1. Rémy HUBSCHER
  2. natim-blog

Source

natim-blog / src / circus_clustering_management.rst

Circus clustering management

Date: 2012-09-16 15:28
tags:python, circus
category:Python
Author: Rémy Hubscher
lang:en
Status: draft

Introduction

During PyConFr 2012, we spent, Jonathan Dorival, Mathieu Agopian and me, two days sprinting on Circus.

Circus is a process & socket manager. It can be used to monitor and control processes and sockets.

At Novapost, we usually launch processes on different (virtual) machines.

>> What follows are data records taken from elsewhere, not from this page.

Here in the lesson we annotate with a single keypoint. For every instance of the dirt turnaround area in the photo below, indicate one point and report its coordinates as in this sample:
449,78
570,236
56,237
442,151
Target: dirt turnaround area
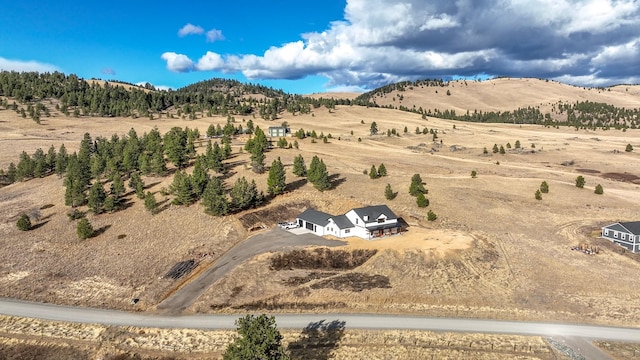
494,251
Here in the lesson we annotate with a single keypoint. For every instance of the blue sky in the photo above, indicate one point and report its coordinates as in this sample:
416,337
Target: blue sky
304,46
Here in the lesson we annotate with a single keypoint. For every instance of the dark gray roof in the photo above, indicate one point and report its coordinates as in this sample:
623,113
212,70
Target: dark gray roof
315,217
633,227
374,212
342,222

So we wanted Circus to manage processes launched on different servers.

Brainstorming

We had the chance to discuss this with Tarek Ziadé and Alexis Metaireau at PyconFr 2012. They have the same needs at Mozilla so we seized the opportunity and brainstormed about our needs. We arrived to this conclusion :

We want

  • An unique interface to manage processes on different circusd called circusmeta
  • To manage a unique circusd node or a pool of circusd nodes
  • To run a new circusd and automatically be able to manage it
  • To add a new worker on a specific circusd node
  • To add a new worker on a service and let circusmeta choose which node will start it
  • Have global statistics about the cluster and use them in plugins
  • To run a command on a specific node or every nodes

We don't want

  • To start a new virtualmachine
  • To register some watcher on an empty circusd

Implementation

So after this brainstorming we ended up with this implementation roadmap:

  • Have a default name for the circusd server but also be able to rename it with the configuration and with a circusctl command.
  • Modify the stats_endpoint protocol, to prefix stats with the circusd unique name of the node
  • Create a socket on circusmeta that will agregate every circusd stats_endpoint on a unique socket base of the pool configuration.
  • Adapt existing circus tools (circus-top, circushttpd, to manage circusd nodes)

A word about circusmeta

With that in mind, circusmeta don't need to be a server. It is just a tool which will manage a pool of nodes by connecting node's sockets (stats, endpoint and pubsub).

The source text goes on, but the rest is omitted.